For so many of us, more time at home has meant more time for creativity. As we mentioned earlier in the article, many families have taken to the kitchen. Some have created makeshift art studios. Some have created elaborate blanket forts or marble runs made out of toilet paper tubes taped to hallway walls.

Montessori often spoke about the need to give our children long periods of uninterrupted time so that they may delve deeply into areas of interest. While this is the basis for Montessori work periods, it has also found an unexpected application in our forced time at home. Our kids are showing us interests, talents, and skills that we may have never even known they had. It is amazing to watch their deep focus, and their joy in what they create.

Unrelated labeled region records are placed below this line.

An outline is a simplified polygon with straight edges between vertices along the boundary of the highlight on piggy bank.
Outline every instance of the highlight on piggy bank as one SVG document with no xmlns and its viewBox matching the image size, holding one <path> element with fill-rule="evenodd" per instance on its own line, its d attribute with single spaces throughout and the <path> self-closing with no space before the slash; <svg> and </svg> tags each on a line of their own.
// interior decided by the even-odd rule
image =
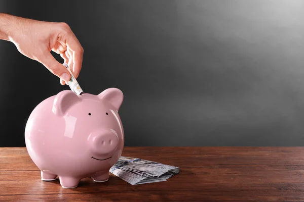
<svg viewBox="0 0 304 202">
<path fill-rule="evenodd" d="M 75 188 L 86 177 L 107 181 L 124 147 L 118 113 L 123 99 L 123 92 L 111 88 L 98 95 L 63 90 L 40 103 L 29 116 L 25 138 L 42 180 L 58 176 L 64 188 Z"/>
</svg>

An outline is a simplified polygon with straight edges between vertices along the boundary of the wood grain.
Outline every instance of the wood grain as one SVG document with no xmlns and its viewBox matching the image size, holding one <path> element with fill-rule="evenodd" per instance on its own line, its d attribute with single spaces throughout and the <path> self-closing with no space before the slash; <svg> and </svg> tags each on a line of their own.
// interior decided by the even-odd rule
<svg viewBox="0 0 304 202">
<path fill-rule="evenodd" d="M 123 156 L 180 168 L 167 181 L 131 185 L 44 182 L 25 148 L 0 148 L 0 201 L 304 201 L 304 148 L 126 147 Z"/>
</svg>

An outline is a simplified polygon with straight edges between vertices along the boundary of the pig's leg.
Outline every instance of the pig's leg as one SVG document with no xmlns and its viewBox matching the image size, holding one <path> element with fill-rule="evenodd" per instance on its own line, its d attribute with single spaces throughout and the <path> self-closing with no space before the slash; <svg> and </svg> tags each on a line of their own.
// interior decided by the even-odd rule
<svg viewBox="0 0 304 202">
<path fill-rule="evenodd" d="M 53 181 L 56 180 L 57 175 L 49 172 L 41 171 L 41 180 L 43 181 Z"/>
<path fill-rule="evenodd" d="M 103 182 L 108 180 L 110 175 L 109 170 L 106 171 L 102 171 L 97 172 L 94 176 L 92 177 L 92 179 L 96 182 Z"/>
<path fill-rule="evenodd" d="M 80 179 L 72 177 L 60 177 L 59 181 L 61 186 L 63 188 L 75 188 L 79 184 Z"/>
</svg>

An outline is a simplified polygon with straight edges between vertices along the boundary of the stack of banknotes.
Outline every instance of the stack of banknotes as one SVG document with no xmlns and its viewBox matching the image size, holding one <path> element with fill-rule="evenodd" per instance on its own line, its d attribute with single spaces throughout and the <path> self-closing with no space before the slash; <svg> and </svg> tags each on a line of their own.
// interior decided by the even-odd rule
<svg viewBox="0 0 304 202">
<path fill-rule="evenodd" d="M 121 157 L 110 172 L 132 185 L 166 181 L 179 168 L 132 157 Z"/>
</svg>

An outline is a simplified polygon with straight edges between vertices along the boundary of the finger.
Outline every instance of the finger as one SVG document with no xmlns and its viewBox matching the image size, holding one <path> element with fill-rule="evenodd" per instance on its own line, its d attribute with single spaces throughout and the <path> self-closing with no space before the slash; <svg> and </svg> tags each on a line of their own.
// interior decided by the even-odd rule
<svg viewBox="0 0 304 202">
<path fill-rule="evenodd" d="M 64 60 L 64 63 L 67 64 L 68 63 L 68 58 L 65 55 L 65 53 L 60 54 L 60 56 Z"/>
<path fill-rule="evenodd" d="M 73 55 L 73 53 L 69 48 L 67 48 L 66 49 L 66 52 L 68 53 L 69 56 L 69 56 L 70 59 L 68 61 L 68 63 L 67 64 L 67 65 L 68 66 L 70 69 L 72 71 L 72 74 L 73 74 L 73 75 L 74 75 L 75 74 L 73 71 L 73 67 L 74 66 L 74 64 L 73 63 L 73 60 L 72 60 L 73 57 L 72 56 Z"/>
<path fill-rule="evenodd" d="M 51 53 L 45 51 L 44 54 L 39 56 L 37 60 L 44 65 L 51 72 L 65 81 L 70 80 L 70 74 L 66 68 L 59 63 L 51 54 Z"/>
<path fill-rule="evenodd" d="M 66 46 L 67 49 L 69 49 L 72 52 L 73 72 L 75 78 L 77 78 L 82 66 L 84 49 L 74 34 L 70 35 L 70 37 L 66 39 Z"/>
<path fill-rule="evenodd" d="M 62 85 L 64 85 L 64 84 L 65 84 L 65 81 L 60 79 L 60 84 Z"/>
</svg>

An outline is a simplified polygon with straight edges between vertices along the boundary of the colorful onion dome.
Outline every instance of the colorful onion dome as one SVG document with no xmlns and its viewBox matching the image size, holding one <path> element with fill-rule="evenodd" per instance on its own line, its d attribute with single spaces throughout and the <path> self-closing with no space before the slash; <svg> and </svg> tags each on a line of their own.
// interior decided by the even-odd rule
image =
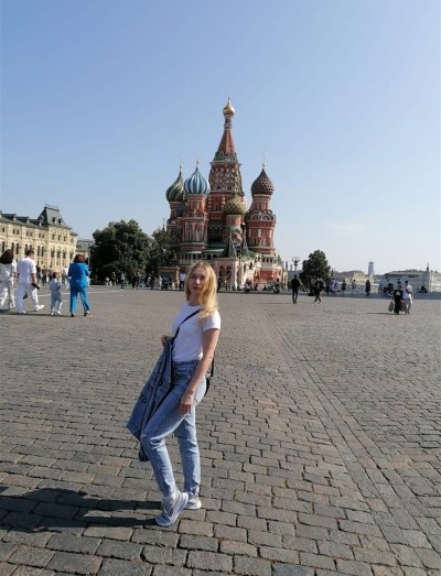
<svg viewBox="0 0 441 576">
<path fill-rule="evenodd" d="M 271 196 L 271 194 L 273 192 L 275 192 L 275 186 L 272 185 L 272 182 L 267 176 L 267 173 L 265 172 L 265 165 L 263 165 L 262 171 L 260 172 L 259 176 L 251 184 L 251 196 L 254 196 L 255 194 L 263 194 L 267 196 Z"/>
<path fill-rule="evenodd" d="M 184 199 L 184 178 L 182 177 L 182 166 L 180 166 L 179 176 L 173 184 L 166 188 L 165 198 L 169 202 L 181 202 Z"/>
<path fill-rule="evenodd" d="M 244 203 L 241 202 L 241 198 L 235 194 L 233 196 L 233 198 L 230 200 L 228 200 L 226 203 L 226 205 L 224 206 L 224 214 L 227 215 L 227 214 L 230 214 L 230 215 L 243 215 L 245 214 L 245 206 L 244 206 Z"/>
<path fill-rule="evenodd" d="M 209 194 L 208 181 L 201 174 L 198 165 L 190 178 L 184 182 L 184 189 L 187 194 Z"/>
<path fill-rule="evenodd" d="M 183 216 L 186 209 L 185 199 L 181 202 L 181 204 L 176 208 L 176 217 Z"/>
<path fill-rule="evenodd" d="M 236 110 L 233 108 L 233 105 L 232 105 L 232 98 L 228 97 L 227 105 L 223 110 L 224 116 L 234 116 L 235 111 Z"/>
</svg>

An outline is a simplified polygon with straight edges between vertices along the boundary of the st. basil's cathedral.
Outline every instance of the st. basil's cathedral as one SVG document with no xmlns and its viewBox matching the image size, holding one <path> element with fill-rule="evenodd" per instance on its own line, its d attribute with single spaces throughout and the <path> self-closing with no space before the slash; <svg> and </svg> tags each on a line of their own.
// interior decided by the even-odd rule
<svg viewBox="0 0 441 576">
<path fill-rule="evenodd" d="M 233 139 L 235 109 L 228 98 L 224 110 L 224 133 L 211 163 L 208 181 L 198 162 L 184 181 L 182 166 L 166 189 L 170 217 L 166 231 L 179 268 L 196 260 L 209 261 L 220 285 L 239 289 L 248 280 L 262 287 L 282 278 L 282 263 L 276 254 L 276 215 L 270 208 L 273 185 L 265 165 L 251 184 L 251 206 L 243 191 L 240 163 Z M 170 268 L 169 268 L 170 270 Z M 170 270 L 171 271 L 171 270 Z"/>
</svg>

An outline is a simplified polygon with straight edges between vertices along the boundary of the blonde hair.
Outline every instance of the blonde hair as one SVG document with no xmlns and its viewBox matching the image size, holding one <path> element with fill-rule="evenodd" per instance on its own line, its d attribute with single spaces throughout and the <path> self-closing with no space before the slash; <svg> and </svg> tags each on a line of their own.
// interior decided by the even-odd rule
<svg viewBox="0 0 441 576">
<path fill-rule="evenodd" d="M 200 320 L 204 320 L 205 318 L 208 318 L 209 316 L 212 316 L 212 314 L 214 314 L 218 308 L 217 280 L 216 280 L 216 274 L 209 264 L 207 264 L 206 262 L 203 262 L 201 260 L 198 262 L 195 262 L 194 264 L 192 264 L 189 268 L 187 273 L 186 273 L 186 279 L 185 279 L 186 300 L 190 300 L 190 286 L 189 286 L 190 276 L 192 275 L 193 271 L 196 268 L 202 268 L 205 272 L 204 285 L 202 287 L 202 291 L 201 291 L 201 294 L 198 297 L 200 305 L 202 306 L 201 314 L 200 314 Z"/>
</svg>

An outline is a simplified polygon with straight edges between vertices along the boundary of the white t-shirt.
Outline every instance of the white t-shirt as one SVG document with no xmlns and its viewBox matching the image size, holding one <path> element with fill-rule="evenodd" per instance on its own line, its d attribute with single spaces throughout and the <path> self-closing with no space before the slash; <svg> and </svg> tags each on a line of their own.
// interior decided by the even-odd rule
<svg viewBox="0 0 441 576">
<path fill-rule="evenodd" d="M 182 322 L 200 306 L 190 306 L 187 302 L 181 305 L 180 313 L 172 322 L 173 334 Z M 220 329 L 220 315 L 216 311 L 212 316 L 200 322 L 200 315 L 195 314 L 184 322 L 179 330 L 178 338 L 174 340 L 172 359 L 174 362 L 187 362 L 202 358 L 202 336 L 205 330 L 215 328 Z"/>
<path fill-rule="evenodd" d="M 15 260 L 13 260 L 10 264 L 1 264 L 0 263 L 0 281 L 1 282 L 9 282 L 11 279 L 13 280 L 13 275 L 17 272 L 17 264 Z"/>
<path fill-rule="evenodd" d="M 23 258 L 17 264 L 17 273 L 19 274 L 20 284 L 31 284 L 32 274 L 36 274 L 36 265 L 32 258 Z"/>
<path fill-rule="evenodd" d="M 402 290 L 402 300 L 412 300 L 412 295 L 413 295 L 413 289 L 410 284 L 408 284 L 406 286 L 405 284 L 405 287 Z"/>
</svg>

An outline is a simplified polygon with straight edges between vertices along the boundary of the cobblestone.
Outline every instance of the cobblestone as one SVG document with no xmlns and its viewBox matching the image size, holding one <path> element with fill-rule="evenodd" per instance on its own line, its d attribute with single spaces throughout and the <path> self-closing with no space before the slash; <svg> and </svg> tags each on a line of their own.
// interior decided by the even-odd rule
<svg viewBox="0 0 441 576">
<path fill-rule="evenodd" d="M 125 423 L 181 300 L 0 315 L 0 575 L 440 576 L 441 301 L 220 293 L 204 507 L 162 530 Z"/>
</svg>

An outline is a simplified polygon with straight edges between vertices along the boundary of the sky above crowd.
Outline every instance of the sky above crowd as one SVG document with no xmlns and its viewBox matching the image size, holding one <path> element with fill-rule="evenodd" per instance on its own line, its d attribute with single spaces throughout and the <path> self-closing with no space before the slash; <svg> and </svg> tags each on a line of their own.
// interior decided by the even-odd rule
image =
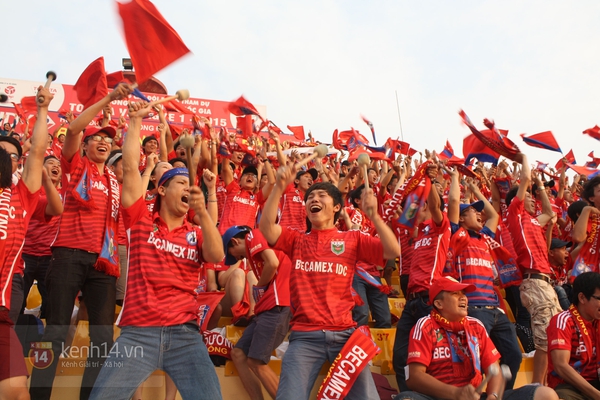
<svg viewBox="0 0 600 400">
<path fill-rule="evenodd" d="M 154 0 L 193 54 L 156 74 L 169 89 L 230 101 L 243 94 L 278 126 L 303 125 L 317 140 L 369 118 L 377 143 L 404 139 L 462 155 L 469 133 L 458 110 L 509 130 L 532 162 L 559 153 L 519 134 L 551 130 L 577 164 L 600 143 L 600 2 Z M 74 84 L 104 56 L 128 57 L 112 0 L 5 1 L 0 76 Z M 398 112 L 399 110 L 399 112 Z M 401 120 L 401 124 L 400 124 Z M 402 129 L 400 128 L 402 127 Z M 597 151 L 600 156 L 600 149 Z"/>
</svg>

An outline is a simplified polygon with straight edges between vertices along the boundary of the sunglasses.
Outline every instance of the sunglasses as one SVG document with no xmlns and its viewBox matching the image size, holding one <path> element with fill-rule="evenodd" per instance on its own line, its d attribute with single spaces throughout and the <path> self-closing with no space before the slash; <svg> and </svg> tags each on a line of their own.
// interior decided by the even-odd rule
<svg viewBox="0 0 600 400">
<path fill-rule="evenodd" d="M 93 140 L 94 142 L 104 141 L 104 143 L 109 143 L 109 144 L 113 142 L 113 138 L 111 138 L 110 136 L 93 135 L 93 136 L 90 136 L 89 139 Z"/>
</svg>

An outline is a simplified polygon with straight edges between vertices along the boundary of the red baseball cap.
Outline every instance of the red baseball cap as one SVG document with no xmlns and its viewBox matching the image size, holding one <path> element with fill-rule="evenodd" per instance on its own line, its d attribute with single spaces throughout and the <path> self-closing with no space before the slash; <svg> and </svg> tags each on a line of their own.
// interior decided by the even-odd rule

“These days, we can make spy cases for all occasions (we now have the lady's handbag, art case, and toolbox models), with hidden compartments, handmade spy tools, and secret agent case files; fully engineered and illustrated card games and board games (that are actually fun to play!); and a hand-bound, hand-drawn nutshell library of original stories (a work in progress).  One morning, I had an "epiphany," as Paloma likes to call it. I said to her, "I have an idea.  It's just a small one."  And with a knowing (and complicit) smile, she replied, "You don't have small ideas."  She doesn't either.  And the time we've been given means that we don't have to make our ideas smaller.”

None of us know exactly when this pandemic will end. We still face so many serious challenges of many types, and we must work hard to support and protect one another. But let us take just a bit of time to notice the good, for there is much of that as well.